En mars 2015, la compagnie annonce la suppression de 40% de ses effectifs, de 40 % de sa masse salariale, de la réduction de la flotte de deux avions, à la suite d’une dette accumulée de 73 millions de dollars. Le 7 mai 2015, la compagnie est désignée pour le transport des pèlerins jusqu’à La Mecque. En avril 2016, le ministre sénégalais de l’économie annonce la dissolution de la compagnie.

Suite à cela, Air Sénégal SA prend service. En 2016, elle est détenue par l’État à travers la Caisse des Dépôts et Consignation du Sénégal. Elle opère depuis l’Aéroport international Blaise-Diagne de Dakar.

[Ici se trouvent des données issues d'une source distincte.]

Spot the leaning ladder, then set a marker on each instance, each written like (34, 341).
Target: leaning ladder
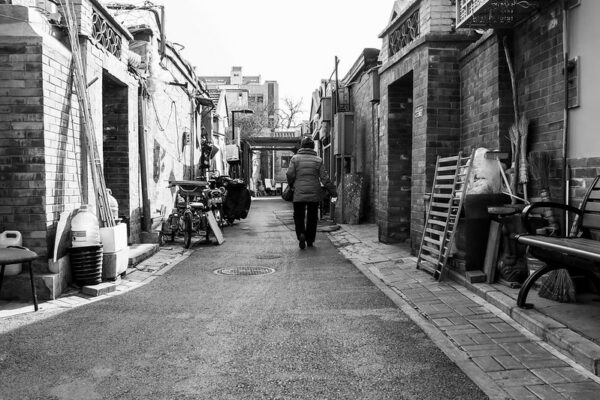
(105, 213)
(449, 187)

Air Sénégal dispose d’une flotte constituée de 5 avions. L’entreprise connaissait des problèmes internes depuis quelques temps d’où le changement de directeur.

Mansour Diop, Expert en Transport aérien : «C’est un problème de management »

D’Air Sénégal International à Air Sénégal Sa, le constat est le même, les compagnies aériennes sénégalaises connaissent un certain nombre de difficultés. Pour Mansour Diop, qui a passé près de 32 ans au sein de Air Afrique, une compagnie aérienne, c’est d’abord une société comme toutes les autres. «Il y a des actionnaires qui mettent en place un Business Plan et un management. Maintenant, si les actionnaires veulent intervenir dans le management, il y a forcément problème. Ce qui s’est passé avec les compagnies aériennes, c’est essentiellement un problème de management. Le principe de l’homme qu’il faut à la place, c’est beaucoup plus important dans une compagnie aérienne qu’ailleurs. Parce qu’ici, la moindre faille peut coûter cher à la compagnie. Vous savez, même dans les plus grandes compagnies aériennes, la marge bénéficiaire est en moyenne 4% du chiffre d’affaires », a-t-il analysé.

Aujourd’hui avec un marché de plus en plus étroit, M. Diop estime qu’il est important que les compagnies travaillent ensemble. «Nos pays africains pris individuellement n’ont pas un marché assez fort pour rentabiliser une compagnie aérienne. Le marché du transport aérien est encore assez étroit. C’est pourquoi il est important que les compagnies essayent de collaborer petit à petit, même s’il faut que chacun garde son nom », a-t-il plaidé. Selon lui, c’est le seul moyen d’arriver à une compagnie africaine très solide comme ce qu’on a connu avec Air Afrique qui a quand même 40 ans. « Aujourd’hui, le Sénégal et la Côte d’Ivoire sont les mieux placés pour lancer ce type de coopération », a-t-il suggéré.